"Mas Nafis meraih tangan Shafa, "Terima kasih sudah mau menerima Mas menjadi suami kamu. Kita pasti bisa berjalan bahkan berlari bersama-sama."
Oleh. Ghumaisha Gaza
(Kontributor NarasiPost.Com)
NarasiPost.Com-"Mas Nafis demam, Fa! Umi sama Abi terpaksa masuk ke kamar karena khawatir, tidak ada jawaban setelah beberapa kali dipanggil dan diketuk. Mas Nafis tidak terlihat salat berjemaah Subuh ke masjid. Bahkan sejak kemarin sore Umi baru sadar Mas Nafis tidak tampak keluar kamar. Saat kita lihat, Mas Nafis ternyata sedang berbaring. Wajahnya pucat, badannya panas sekali, sempat mengigau memanggil nama kamu, bahkan sempat terdengar ingin dibawakan minum. Umi juga sudah bawakan makan, tapi entah karena canggung atau tidak nafsu makan, hanya bisa makan beberapa suap. Bilangnya sudah cukup, tidak apa-apa dan perlu istirahat saja, tapi Umi sangat khawatir melihatnya, Fa."

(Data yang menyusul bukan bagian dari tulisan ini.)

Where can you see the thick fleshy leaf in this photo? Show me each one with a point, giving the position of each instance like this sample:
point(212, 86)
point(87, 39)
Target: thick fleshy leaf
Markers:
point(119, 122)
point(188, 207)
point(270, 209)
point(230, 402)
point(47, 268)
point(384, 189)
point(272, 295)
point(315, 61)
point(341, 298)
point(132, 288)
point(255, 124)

Shafa merasa langkahnya begitu berat padahal ia ingin segera menuju kamarnya yang telah ia tinggalkan selama tiga malam. Sesekali tangan kanannya tampak menghapus air mata yang tak mampu dibendungnya lagi. Sementara tangan kirinya memegang sebuah jam tangan berwarna cokelat yang membuat hatinya merasa semakin bersalah.
"Maafkan aku Mas, maafkan!" bisiknya lirih. Sementara nasihat uminya pun terus terngiang-ngiang dalam benaknya.
"Rasulullah bahkan pernah bersabda, Fa! Seandainya aku boleh menyuruh seorang manusia sujud kepada seseorang, maka aku akan perintahkan seorang perempuan sujud kepada suaminya."
"Apa yang membuat kamu kesal dan tega meninggalkannya? Kalaulah Mas Nafis banyak menghabiskan waktunya untuk belajar dan duduk di hadapan kitab-kitabnya, maka pahamilah, ini jalan hidup yang Mas Nafis pilih. Allah telah memberikan karunia pemahaman agama kepada Mas Nafis, dan pemahamannya tersebut menjadi amanah untuk terus dihidupkan di tengah-tengah umat. Belajar dan mengajar menjadi napas dalam kehidupannya. Bahkan belajar atau menuntut ilmu adalah kewajiban kita semua. Termasuk kamu sebagai istrinya, tetap dampingi Mas Nafis, kuatkan Mas Nafis, jaga semangat belajarnya agar selalu menyala."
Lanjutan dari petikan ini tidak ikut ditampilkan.